KARACHI: Violent past of the Muttahida Qaumi Movement (MQM), with allegations of using torture as a way of containing political foes, makes it difficult for them to gain sympathy from the public, but the state should not use the same methods while dealing with suspects under custody, said chairperson of the Human Rights Commission of Pakistan Zohra Yusuf while speaking to Dawn on Thursday.

Messages of sympathy poured in from all quarters for the family of Aftab Ahmed, 42, coordinator to MQM deputy convener Dr Farooq Sattar, who died in the custody of the Pakistan Rangers on Tuesday. There was, however, a parallel argument that questioned being sympathetic to ‘criminals’.

Ms Yusuf said: “Such arguments take place whenever increasing the severity of punishment overtakes humanitarian values [which] take a back seat. We have to eventually understand that crime does not end by increasing the severity of punishment. It bifurcates and increases further.”

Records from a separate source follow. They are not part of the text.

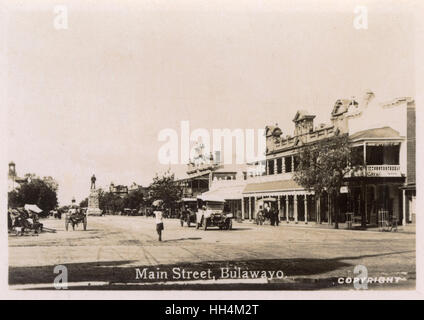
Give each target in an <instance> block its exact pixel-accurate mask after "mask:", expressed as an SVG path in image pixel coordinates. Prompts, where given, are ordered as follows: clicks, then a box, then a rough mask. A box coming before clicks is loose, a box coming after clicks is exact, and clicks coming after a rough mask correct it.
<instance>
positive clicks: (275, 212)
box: [274, 209, 280, 227]
mask: <svg viewBox="0 0 424 320" xmlns="http://www.w3.org/2000/svg"><path fill="white" fill-rule="evenodd" d="M274 217H275V225H276V226H277V227H278V225H279V224H280V217H279V212H278V210H275V209H274Z"/></svg>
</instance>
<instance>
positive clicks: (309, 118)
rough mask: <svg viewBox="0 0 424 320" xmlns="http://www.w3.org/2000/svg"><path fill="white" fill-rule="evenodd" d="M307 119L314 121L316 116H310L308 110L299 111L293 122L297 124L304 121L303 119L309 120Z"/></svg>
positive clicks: (296, 112)
mask: <svg viewBox="0 0 424 320" xmlns="http://www.w3.org/2000/svg"><path fill="white" fill-rule="evenodd" d="M307 118H309V119H314V118H315V116H314V115H312V114H309V112H308V111H306V110H298V111H297V112H296V115H295V116H294V119H293V121H294V122H297V121H300V120H303V119H307Z"/></svg>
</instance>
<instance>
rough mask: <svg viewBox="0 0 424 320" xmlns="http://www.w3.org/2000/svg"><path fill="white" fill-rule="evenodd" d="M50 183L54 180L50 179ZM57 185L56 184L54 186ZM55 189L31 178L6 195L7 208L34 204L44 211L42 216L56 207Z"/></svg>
mask: <svg viewBox="0 0 424 320" xmlns="http://www.w3.org/2000/svg"><path fill="white" fill-rule="evenodd" d="M50 179H51V180H50V182H53V181H54V179H53V178H50ZM56 185H57V184H56ZM56 190H57V187H56V188H55V189H53V188H52V184H48V183H46V182H45V181H44V179H40V178H37V177H35V176H34V175H33V176H32V177H31V180H30V181H29V182H26V183H23V184H21V185H20V187H19V188H18V189H17V190H14V191H11V192H9V194H8V202H9V206H11V207H16V206H24V205H25V204H36V205H37V206H38V207H39V208H40V209H42V210H43V211H44V214H48V212H49V211H50V210H52V209H54V208H55V207H56V206H57V193H56Z"/></svg>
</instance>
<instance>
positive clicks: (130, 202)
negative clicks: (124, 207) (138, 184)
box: [124, 187, 144, 209]
mask: <svg viewBox="0 0 424 320" xmlns="http://www.w3.org/2000/svg"><path fill="white" fill-rule="evenodd" d="M143 204H144V193H143V189H142V187H139V188H137V189H136V190H132V191H130V192H129V193H128V195H126V196H125V197H124V205H125V208H130V209H138V208H140V207H141V206H142V205H143Z"/></svg>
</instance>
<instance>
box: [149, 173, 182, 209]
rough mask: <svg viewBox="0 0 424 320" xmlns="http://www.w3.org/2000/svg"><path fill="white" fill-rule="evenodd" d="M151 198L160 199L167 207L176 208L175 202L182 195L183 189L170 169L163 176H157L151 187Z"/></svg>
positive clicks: (154, 198)
mask: <svg viewBox="0 0 424 320" xmlns="http://www.w3.org/2000/svg"><path fill="white" fill-rule="evenodd" d="M149 189H150V194H151V199H152V200H157V199H160V200H162V201H163V203H164V205H165V207H167V208H170V209H172V208H174V206H175V203H176V201H177V200H178V199H180V197H181V193H182V190H181V188H180V187H179V185H178V184H177V183H176V181H175V175H174V174H173V173H171V172H170V171H169V170H168V171H167V172H165V174H164V175H163V176H159V175H158V174H156V176H155V177H154V178H153V182H152V184H151V185H150V187H149Z"/></svg>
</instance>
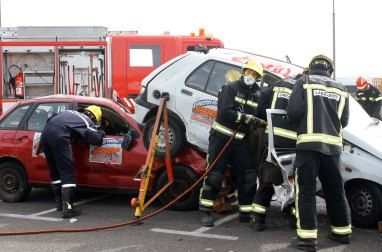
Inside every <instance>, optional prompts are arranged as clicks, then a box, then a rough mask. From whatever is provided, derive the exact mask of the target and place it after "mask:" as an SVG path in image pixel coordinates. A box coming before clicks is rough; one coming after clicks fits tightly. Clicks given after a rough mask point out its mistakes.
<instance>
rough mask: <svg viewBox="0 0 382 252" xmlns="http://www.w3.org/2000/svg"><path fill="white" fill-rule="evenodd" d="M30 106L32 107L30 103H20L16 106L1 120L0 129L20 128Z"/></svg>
mask: <svg viewBox="0 0 382 252" xmlns="http://www.w3.org/2000/svg"><path fill="white" fill-rule="evenodd" d="M29 107H30V104H27V105H20V106H18V107H17V108H15V109H14V110H13V111H12V112H10V113H9V114H8V115H7V117H5V118H4V119H3V120H2V121H1V122H0V129H12V130H16V129H18V127H19V125H20V123H21V121H22V120H23V118H24V116H25V114H26V113H27V111H28V109H29Z"/></svg>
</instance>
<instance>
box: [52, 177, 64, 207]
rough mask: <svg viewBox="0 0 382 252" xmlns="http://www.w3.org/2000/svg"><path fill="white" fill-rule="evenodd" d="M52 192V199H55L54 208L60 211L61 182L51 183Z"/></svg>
mask: <svg viewBox="0 0 382 252" xmlns="http://www.w3.org/2000/svg"><path fill="white" fill-rule="evenodd" d="M52 188H53V194H54V200H55V201H56V210H57V211H58V212H61V211H62V196H61V195H62V194H61V184H53V185H52Z"/></svg>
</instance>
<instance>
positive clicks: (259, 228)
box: [249, 219, 265, 232]
mask: <svg viewBox="0 0 382 252" xmlns="http://www.w3.org/2000/svg"><path fill="white" fill-rule="evenodd" d="M249 227H250V228H251V229H252V230H253V231H255V232H262V231H264V230H265V221H264V220H260V219H252V220H251V223H250V224H249Z"/></svg>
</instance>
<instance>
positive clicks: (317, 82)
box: [287, 70, 349, 155]
mask: <svg viewBox="0 0 382 252" xmlns="http://www.w3.org/2000/svg"><path fill="white" fill-rule="evenodd" d="M287 116H288V119H289V121H290V122H291V123H293V124H297V145H296V149H297V150H311V151H318V152H321V153H323V154H327V155H340V154H341V153H342V128H344V127H346V126H347V124H348V118H349V94H348V93H347V92H346V91H345V88H344V86H343V85H342V84H340V83H339V82H336V81H335V80H333V79H331V78H329V77H326V76H325V72H324V71H320V70H311V71H310V73H309V75H307V76H305V77H302V78H300V79H299V80H298V81H297V82H296V84H295V87H294V89H293V92H292V94H291V97H290V99H289V104H288V107H287Z"/></svg>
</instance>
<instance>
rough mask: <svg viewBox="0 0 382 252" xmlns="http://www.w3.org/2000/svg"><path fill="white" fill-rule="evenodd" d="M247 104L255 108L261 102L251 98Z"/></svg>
mask: <svg viewBox="0 0 382 252" xmlns="http://www.w3.org/2000/svg"><path fill="white" fill-rule="evenodd" d="M247 105H249V106H251V107H254V108H257V107H258V106H259V104H258V103H257V102H254V101H251V100H247Z"/></svg>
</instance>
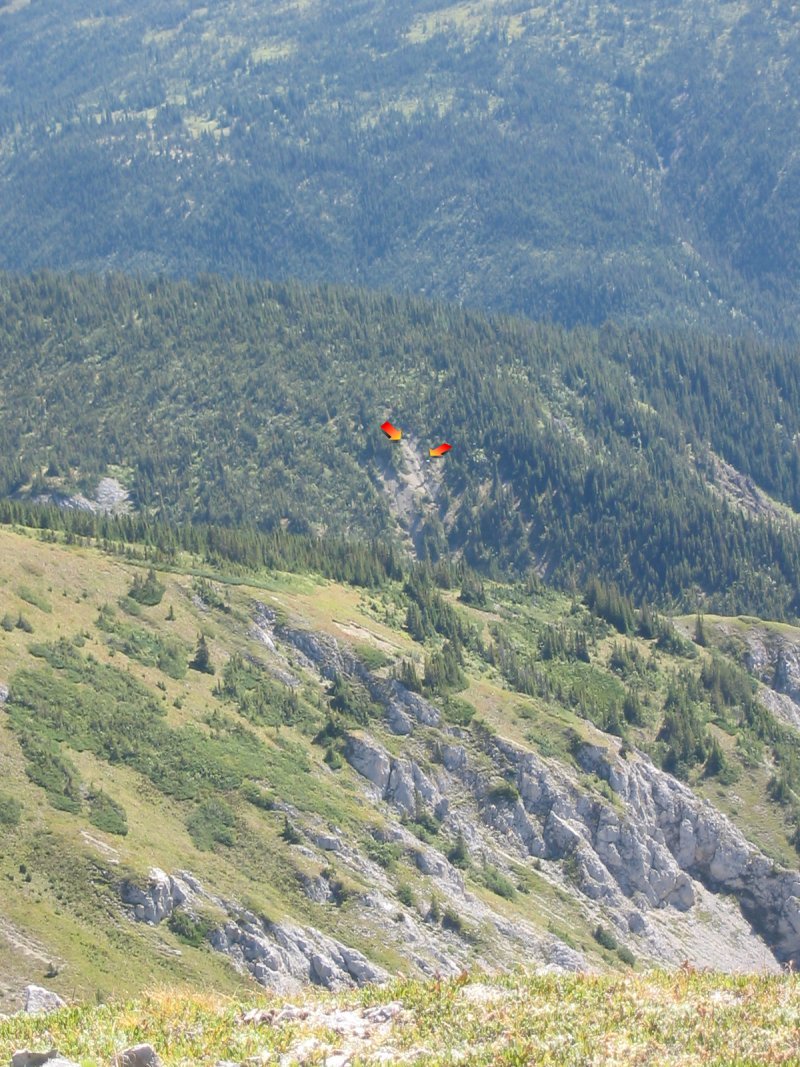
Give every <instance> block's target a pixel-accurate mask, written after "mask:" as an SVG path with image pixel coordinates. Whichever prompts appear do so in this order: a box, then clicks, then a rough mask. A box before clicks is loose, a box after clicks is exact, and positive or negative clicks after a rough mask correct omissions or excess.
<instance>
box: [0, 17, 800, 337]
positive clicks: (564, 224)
mask: <svg viewBox="0 0 800 1067" xmlns="http://www.w3.org/2000/svg"><path fill="white" fill-rule="evenodd" d="M0 43H1V44H2V50H3V55H4V58H5V62H4V64H3V70H2V75H1V76H0V77H1V81H0V220H2V229H3V235H4V240H3V244H2V250H0V264H1V265H2V266H4V267H6V268H13V269H23V270H31V269H38V268H42V267H52V268H71V267H76V268H79V269H82V270H101V269H108V268H112V269H125V270H142V271H145V272H148V273H150V272H159V271H162V272H166V273H169V274H191V275H194V274H195V273H196V272H197V271H202V270H213V271H219V272H222V273H225V274H234V273H241V274H247V275H255V276H261V277H271V278H285V277H289V276H293V277H299V278H301V280H304V281H315V282H316V281H329V282H330V281H333V282H337V283H342V282H348V283H351V284H363V285H369V286H372V287H378V286H381V287H383V286H385V287H388V288H391V289H394V290H395V291H402V290H411V291H414V292H425V293H426V294H428V296H433V297H437V298H444V299H447V300H452V301H463V302H465V303H467V304H469V305H473V306H481V307H492V308H496V309H501V310H506V312H514V313H523V314H526V315H528V316H530V317H532V318H535V319H539V318H543V317H551V318H554V319H556V320H558V321H563V322H566V323H574V322H593V323H599V322H602V321H604V320H606V319H608V318H614V319H617V318H620V317H629V318H635V319H637V320H642V319H644V320H649V321H657V322H659V323H661V324H663V323H667V324H669V325H675V324H678V323H679V324H682V325H686V324H703V325H705V327H710V328H713V329H718V330H720V331H722V332H725V333H729V332H733V333H738V332H740V331H741V330H742V328H750V327H752V325H755V327H757V328H758V329H761V330H764V331H767V332H770V333H774V334H784V335H785V334H789V335H793V336H794V335H795V334H796V321H797V307H798V301H797V292H798V281H799V280H800V278H799V275H798V269H799V268H800V264H799V261H798V252H797V242H796V241H795V240H794V234H795V232H796V228H797V225H796V223H797V219H798V205H799V203H800V202H799V201H798V170H797V163H796V159H797V148H798V141H797V123H796V114H795V101H796V99H797V95H798V82H797V70H798V62H797V59H798V29H797V20H796V18H795V16H794V12H793V9H791V5H790V4H787V3H784V2H778V0H775V2H771V3H768V4H763V3H754V2H752V0H746V2H741V3H730V2H723V0H703V2H690V0H677V2H674V3H670V4H668V5H666V6H665V5H657V4H653V3H652V2H651V0H635V2H626V3H611V4H609V3H599V2H596V0H591V2H583V0H567V2H562V0H558V2H556V0H549V2H546V3H540V4H535V5H531V4H525V3H518V2H514V0H507V2H499V0H498V2H492V3H482V4H481V3H474V2H465V3H455V4H442V3H433V2H430V0H425V2H422V0H415V2H411V3H405V4H404V5H403V6H402V9H398V7H395V6H391V5H388V4H382V3H379V2H374V0H373V2H369V3H361V4H347V5H333V6H332V5H330V4H310V3H284V4H256V3H252V2H247V0H236V2H234V0H228V2H225V3H218V4H214V5H212V6H211V5H208V6H203V5H197V4H193V3H191V2H182V3H178V4H175V3H171V4H164V3H163V2H162V0H142V2H139V3H137V4H131V3H129V2H126V0H111V2H108V3H106V4H105V5H103V6H102V9H101V10H100V9H98V7H97V5H96V4H94V3H92V2H90V0H78V2H76V3H71V4H69V5H68V6H64V5H60V4H55V3H52V2H41V3H39V2H37V3H28V2H25V0H22V2H12V3H6V4H5V5H4V6H2V7H0Z"/></svg>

Barrister Salahuddin Ahmed said: “Unfortunately, in MQM’s case, there is a shared perception that the problems they face is largely of their own making. That said, regardless of what private actors do, it needs to be looked at whether the state should get involved in murder. Ultimately, the state should be held at a higher standard.”

Advocate Faisal Siddiqi, however, argued that reliance on torture and encounter killing gained acceptance among the people when there was no other solution in sight.

“Pakistan is not a welfare state, where immediate problems of the people related to unemployment, access to justice and prison reforms are given importance. In the absence of that, people have accepted killings of suspected criminals for peace and order in the city,” he added.

He said: “It is an understood fact that accountability is difficult in cases where the paramilitary and the armed forces are directly involved. Also, it gets difficult for people to sympathise with such groups or suspects dying due to torture because of the general belief that people who live by violence, die by violence.”

Even then ‘instant killing’ is not a long-term solution, said Barrister Ahmed. “You get better law and order in the short term, but such tactics are not feasible in the long term, as they create a circle of violence which is difficult to get out of,” he argued.

Advocate Siddiqi added, “We should not live in a dream world. We are caught between a bad and worse solution for the city. Considering the situation, people believe this is the best bad solution the state has at the moment.”